There are moments of aching splendor, when you look around and think "Wow, this is what life is" and the whole world sparkles more brightly than noon-day sun.
There will be those times when you can't stand to look at another dirty diaper, another dirty floor, another load of laundry, another finger print on your just washed window, another toothbrush in the toilet, another child or husband or wife.
There will come a day when you realize that cleaning up when it happens is less effort than letting it dry/stain/set/settle.

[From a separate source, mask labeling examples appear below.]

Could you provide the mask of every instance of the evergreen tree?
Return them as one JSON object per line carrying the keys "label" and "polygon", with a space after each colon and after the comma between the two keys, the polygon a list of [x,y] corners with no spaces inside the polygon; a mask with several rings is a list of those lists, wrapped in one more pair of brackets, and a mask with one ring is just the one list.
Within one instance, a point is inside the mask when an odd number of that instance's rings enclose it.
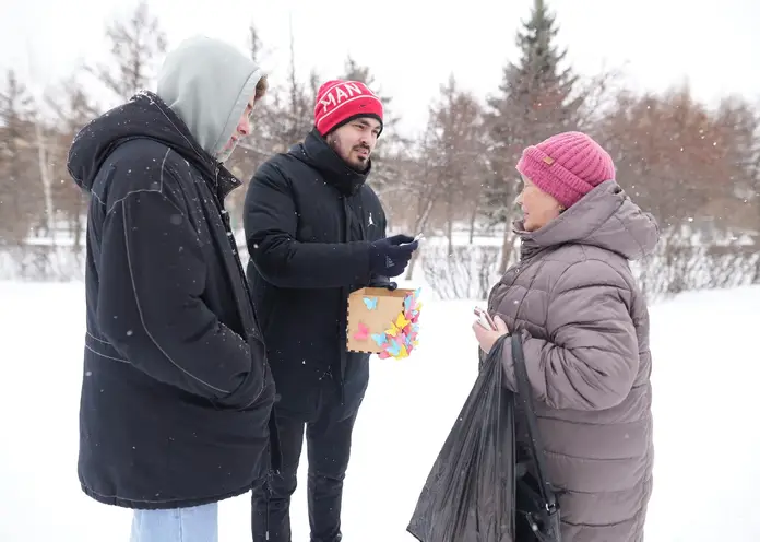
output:
{"label": "evergreen tree", "polygon": [[[488,99],[491,177],[484,187],[484,207],[491,225],[511,222],[519,189],[514,166],[522,150],[577,126],[583,99],[575,92],[578,78],[562,68],[567,51],[555,45],[557,32],[544,0],[535,0],[518,32],[520,60],[504,68],[498,95]],[[502,270],[511,256],[510,238],[507,227]]]}

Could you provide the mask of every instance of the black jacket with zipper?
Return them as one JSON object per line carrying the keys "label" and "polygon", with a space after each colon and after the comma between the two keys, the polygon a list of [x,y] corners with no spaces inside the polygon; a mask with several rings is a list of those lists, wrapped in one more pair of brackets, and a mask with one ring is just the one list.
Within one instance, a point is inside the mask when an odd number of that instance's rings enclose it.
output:
{"label": "black jacket with zipper", "polygon": [[266,468],[274,386],[223,201],[240,182],[144,93],[78,134],[91,196],[79,476],[93,498],[178,508]]}
{"label": "black jacket with zipper", "polygon": [[[253,294],[276,382],[277,410],[312,420],[324,393],[352,413],[369,355],[346,352],[348,294],[387,283],[369,269],[385,214],[357,173],[312,130],[256,172],[244,222]],[[334,394],[334,396],[333,396]]]}

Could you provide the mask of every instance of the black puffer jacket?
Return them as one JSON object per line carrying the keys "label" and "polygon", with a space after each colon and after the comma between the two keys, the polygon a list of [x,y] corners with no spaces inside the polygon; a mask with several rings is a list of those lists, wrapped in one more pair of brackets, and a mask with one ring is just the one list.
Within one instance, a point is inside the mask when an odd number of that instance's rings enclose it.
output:
{"label": "black puffer jacket", "polygon": [[246,195],[248,280],[277,409],[305,420],[325,389],[351,412],[367,388],[369,355],[346,352],[346,303],[352,291],[383,281],[369,270],[385,214],[368,174],[349,168],[313,130],[264,163]]}
{"label": "black puffer jacket", "polygon": [[239,181],[147,93],[86,126],[69,170],[91,193],[83,490],[131,508],[245,493],[274,386],[223,208]]}

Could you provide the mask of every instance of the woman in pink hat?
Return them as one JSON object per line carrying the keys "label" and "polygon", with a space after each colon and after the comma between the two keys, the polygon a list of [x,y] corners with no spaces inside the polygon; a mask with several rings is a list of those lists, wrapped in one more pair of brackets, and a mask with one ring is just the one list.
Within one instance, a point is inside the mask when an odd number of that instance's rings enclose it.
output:
{"label": "woman in pink hat", "polygon": [[[520,337],[562,542],[641,541],[654,460],[652,358],[646,303],[629,262],[655,247],[657,224],[584,133],[529,146],[516,168],[520,262],[490,293],[497,330],[473,329],[486,353],[501,335]],[[516,391],[512,351],[504,345],[500,355]],[[520,461],[529,443],[518,417]],[[516,523],[525,532],[520,512]]]}

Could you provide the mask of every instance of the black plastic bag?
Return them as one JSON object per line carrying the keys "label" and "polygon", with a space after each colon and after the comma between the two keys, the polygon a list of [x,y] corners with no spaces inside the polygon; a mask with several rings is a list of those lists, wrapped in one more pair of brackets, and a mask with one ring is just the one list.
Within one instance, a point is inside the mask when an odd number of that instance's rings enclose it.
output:
{"label": "black plastic bag", "polygon": [[[502,343],[503,344],[503,343]],[[516,521],[531,530],[531,540],[538,542],[560,542],[560,510],[555,487],[548,480],[548,470],[544,459],[544,445],[538,421],[533,406],[533,392],[527,380],[525,353],[519,335],[511,338],[514,376],[518,382],[516,401],[520,412],[525,417],[529,432],[529,448],[532,464],[525,466],[525,473],[516,482]],[[495,349],[497,350],[497,349]],[[518,525],[518,532],[521,525]]]}
{"label": "black plastic bag", "polygon": [[494,347],[406,530],[420,542],[513,542],[514,466],[514,394],[502,386]]}

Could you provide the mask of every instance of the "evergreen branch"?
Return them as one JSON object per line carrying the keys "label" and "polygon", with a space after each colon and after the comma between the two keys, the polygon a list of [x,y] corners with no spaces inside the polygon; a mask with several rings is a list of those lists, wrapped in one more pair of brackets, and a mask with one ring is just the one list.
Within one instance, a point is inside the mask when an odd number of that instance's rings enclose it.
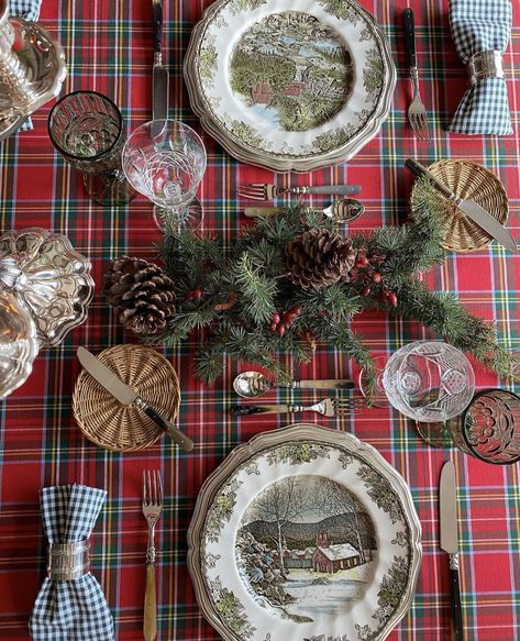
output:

You will make your bed, most days, even though you're just going to sleep in it again. And you'll wish your child made his/hers too.
You will compromise most of the standards you set about "never letting my child do that."
You will yell louder and longer than you remember your parents ever did.
The first wrinkle will show up, right next to the gray hairs that sprouted, and you'll feel like you're getting old too soon.
You will realize your parents must have thought that too.
You will be uncool, unhuggable, unlikeable, unapproachable. But that (pretty much) passes.
You will see more gross things than the people in medical school.
Sometimes laughter comes uncontrollably, piercing through all the emotions you've been holding in.
Eventually your kids will probably make a choice you don't like, go a way you can't go, grow up and change into fully formed free thinkers.
It hurts more than childbirth, more than death, more than free falling from the top of the stairs. Because the pain is laced with joy and gratitude.
It doesn't turn on and off, it goes on 24/7/365, through the rising and setting of the moon and sun, through New Years and Reunions, through waking and dreams.
You wouldn't trade it, but you might do some parts over if only to take away that 'look' on their face.
It's a flash of time but also your whole life.
You can't remember, really, when it began and you hope it never ends.
There will be days when every fault and shortcoming is magnified by the minute.